Matt,
Thanks for the suggestion. I did end up creating a ExecuteScript
processor that expanded out the range of the numbers into the content,
and it is working for this scenario.
Thanks again!
- Scott
Matt Foley <mailto:[email protected]>
Monday, February 27, 2017 5:21 PM
If I understand correctly, your desired goal is for each input row
that specifies a range, A to A+N, you would generate a sequence of N
(or perhaps N+1) flowfiles, right? And the only difference in each
flowfile is that you’ve Replaced the range specification with a single
number from that range?
I would suggest that at the level of the row input, you use
ExecuteScript to expand each input row into N rows, with the
substituted number values, then run that through SplitText, to get one
row per flowfile. This should be way more efficient, as well as much
safer than a cyclic graph.
Cheers,
--Matt
*From: *Scott Wagner <[email protected]>
*Reply-To: *"[email protected]" <[email protected]>
*Date: *Monday, February 27, 2017 at 2:34 PM
*To: *"[email protected]" <[email protected]>
*Subject: *How to gracefully handle a circular graph?
Hello all,
I have created a graph where I am downloading a number of rows
from an SQL database, and each row defines a range of numbers
(100-200, 700-1500, etc.). What I am then doing on the NiFi side is
generating an individual FlowFile for each number in that range. The
way that I was accomplishing this was by setting attributes to the
"current" value to the lower boundary, and an attribute of the upper
boundary, and then creating two queues off the "success" output for a
Processor (the ReplaceText processor in the bottom right of the
image), one of which goes on to process that number's record (going
off the bottom right in the picture), and the other one of which goes
off to a processor to increment the "current" number, and will then
forward it to the processor that will check to make sure that
"current" is less than or equal to "upper boundary".

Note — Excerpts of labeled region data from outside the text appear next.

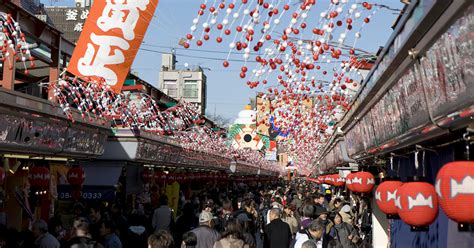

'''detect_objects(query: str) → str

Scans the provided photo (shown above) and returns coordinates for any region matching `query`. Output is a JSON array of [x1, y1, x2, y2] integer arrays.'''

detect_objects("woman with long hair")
[[214, 219, 249, 248]]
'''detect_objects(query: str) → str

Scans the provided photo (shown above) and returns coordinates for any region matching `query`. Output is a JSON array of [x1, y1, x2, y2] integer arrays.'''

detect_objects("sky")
[[42, 0, 403, 120]]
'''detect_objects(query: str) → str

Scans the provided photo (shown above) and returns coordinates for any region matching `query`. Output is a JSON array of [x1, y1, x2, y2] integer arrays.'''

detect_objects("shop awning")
[[58, 165, 122, 201], [84, 166, 122, 187]]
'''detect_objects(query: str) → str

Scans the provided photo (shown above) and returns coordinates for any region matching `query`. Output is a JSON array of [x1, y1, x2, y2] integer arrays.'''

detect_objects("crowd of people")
[[0, 179, 371, 248]]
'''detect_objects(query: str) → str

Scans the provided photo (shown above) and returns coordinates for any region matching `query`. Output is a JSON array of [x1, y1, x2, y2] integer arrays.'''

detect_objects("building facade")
[[158, 54, 207, 115]]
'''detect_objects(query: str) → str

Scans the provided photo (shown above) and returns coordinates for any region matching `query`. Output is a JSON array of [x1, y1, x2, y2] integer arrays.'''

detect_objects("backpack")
[[290, 228, 314, 248]]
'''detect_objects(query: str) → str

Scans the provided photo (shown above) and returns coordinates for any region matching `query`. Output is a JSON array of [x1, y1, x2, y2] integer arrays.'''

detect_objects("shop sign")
[[58, 185, 115, 201], [67, 0, 158, 92]]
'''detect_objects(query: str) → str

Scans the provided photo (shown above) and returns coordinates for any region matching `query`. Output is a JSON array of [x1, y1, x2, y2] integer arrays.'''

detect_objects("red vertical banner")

This works great, until the queues end up filling up. Once this
happens, I have a gridlock situation where none of the processors in
this triangle are running any longer, because they all have a full
output queue. I have tried searching the Internet and put a little
thought into how I could make it so that my "Check if done" processor
would prefer entries that are coming in from the circular portion of
the graph, but so far haven't been able to come up with anything.
What I have tried is making both of the input queues to "Check if
done" go through a funnel, and set an Oldest FlowFile prioritizer, but
it still eventually ends up filling up the entire triangle of queues.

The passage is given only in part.